Anthony Gordon's £70m move to Barcelona is the headline transfer, with the fee set to be paid in instalments over five years. It also puts Marcus Rashford's next step back under the microscope after a productive loan spell in Spain and a public willingness to stay there.

Why Rashford's future is suddenly harder to read

The basic numbers explain why this matters. Barcelona have an option to sign Rashford permanently for £26m when his loan ends, and he has given them enough to think about with 32 La Liga appearances and 8 league goals. That is a proper body of work, not a few cameos to justify sentiment.

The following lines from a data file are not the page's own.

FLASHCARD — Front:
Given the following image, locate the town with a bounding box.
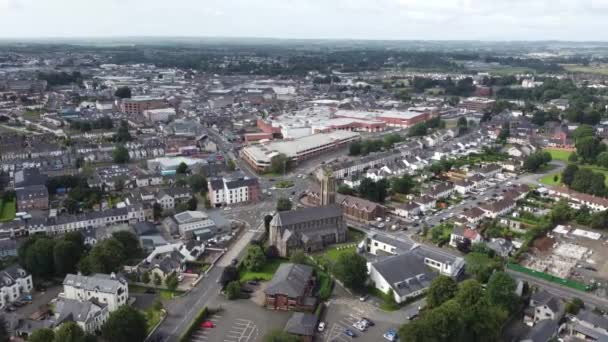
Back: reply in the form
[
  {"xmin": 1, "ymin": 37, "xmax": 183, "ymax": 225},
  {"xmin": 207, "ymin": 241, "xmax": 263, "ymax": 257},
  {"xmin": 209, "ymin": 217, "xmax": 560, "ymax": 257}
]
[{"xmin": 3, "ymin": 38, "xmax": 608, "ymax": 342}]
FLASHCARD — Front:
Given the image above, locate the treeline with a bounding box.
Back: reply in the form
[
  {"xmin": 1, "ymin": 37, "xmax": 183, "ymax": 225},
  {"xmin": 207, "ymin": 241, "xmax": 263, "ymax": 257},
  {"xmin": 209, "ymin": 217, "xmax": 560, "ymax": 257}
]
[
  {"xmin": 483, "ymin": 56, "xmax": 564, "ymax": 73},
  {"xmin": 348, "ymin": 133, "xmax": 405, "ymax": 156},
  {"xmin": 523, "ymin": 151, "xmax": 552, "ymax": 172},
  {"xmin": 408, "ymin": 117, "xmax": 445, "ymax": 137},
  {"xmin": 399, "ymin": 273, "xmax": 517, "ymax": 342},
  {"xmin": 69, "ymin": 116, "xmax": 114, "ymax": 132},
  {"xmin": 37, "ymin": 71, "xmax": 85, "ymax": 86},
  {"xmin": 562, "ymin": 165, "xmax": 607, "ymax": 197},
  {"xmin": 411, "ymin": 76, "xmax": 475, "ymax": 96},
  {"xmin": 17, "ymin": 231, "xmax": 142, "ymax": 279}
]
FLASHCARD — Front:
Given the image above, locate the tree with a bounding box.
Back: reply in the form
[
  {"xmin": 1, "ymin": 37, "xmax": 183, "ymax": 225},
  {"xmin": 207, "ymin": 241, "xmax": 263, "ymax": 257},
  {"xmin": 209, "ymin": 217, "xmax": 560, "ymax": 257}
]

Rashford has not hidden his mood either. "This is the perfect way I want it to end," he said, before adding, "I'm very happy, I just want to enjoy today. I live in the moment. At the end of the season we will see." That is not a player sounding detached from the idea of staying.

Gordon's move changes the picture around Barcelona's attack

Gordon's move matters because Barcelona are not buying a one-dimensional option. He has already described the club's level as "a top level", and he also picked out Raphinha, Pedri and de Jong as the sort of quality that made life hard for Newcastle. There is also talk that Hansi Flick could use Gordon as a striker next season, which tells you Barcelona are looking at him as more than depth.

That is where Rashford's situation becomes less clear. He scored twice in nine minutes in the second half against Newcastle earlier this season, a reminder that he can swing a game when he gets the right moments. Gordon's praise for that spell, and Barcelona's willingness to keep their options open, makes the £26m clause feel more like a live decision than a formality.

The club still have to decide what shape their forward line takes. If Gordon arrives and Barcelona keep Rashford, the competition for minutes gets tighter. If they do not, Rashford's loan has still done enough to make the option a serious one, not a courtesy.

Gordon is the bigger transfer story, but Rashford is the one whose future has been made more awkward by it. He has played enough, scored enough and said enough to keep the door open. Barcelona now have to decide whether £26m is enough to walk through it.